Wizz Air’s entrepreneurial spirit and willingness to test new markets continues to set the Hungarian ULCC apart from its competitors, according to acting Network Officer Evelin Jeckel.
Speaking at Routes Europe, Jeckel pointed to the expansion of the airline’s network since the onset of the COVID-19 pandemic, saying this strategic approach has enabled it to capture share in previously untapped markets and reduced its reliance on certain customer segments.
“I'm actually quite happy with how the network looks today because it's nicely diversified,” she said. “The thinking behind our growth during COVID was to seize market share in previously unavailable markets.”

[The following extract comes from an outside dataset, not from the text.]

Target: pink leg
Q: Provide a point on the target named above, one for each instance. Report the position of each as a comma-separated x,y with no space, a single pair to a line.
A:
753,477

Wizz’s strategy has included diversifying away from visual flight rules (VFR) traffic in Central and Eastern Europe. New bases have opened in Western Europe, with a focus on leisure traffic to sun destinations, and the carrier has aggressively grown its network in Italy.
In Italy, Wizz has grown its fleet based in the country to 25 aircraft and annual seat capacity has reached 18 million within the space of about 2.5 years.
Additionally, a joint-venture carrier based in Abu Dhabi has been launched to capitalize on point-to-point demand from underserved markets, such as Central Asia. The airline is also exploring further expansion in Saudi Arabia after opening its first routes to the country.
Asked what differentiates Wizz from its rivals, Jeckel said: “I think we are a little bit more open-minded and innovative in terms of what markets we go into. We are a lot more entrepreneurial in terms of going after these opportunities.”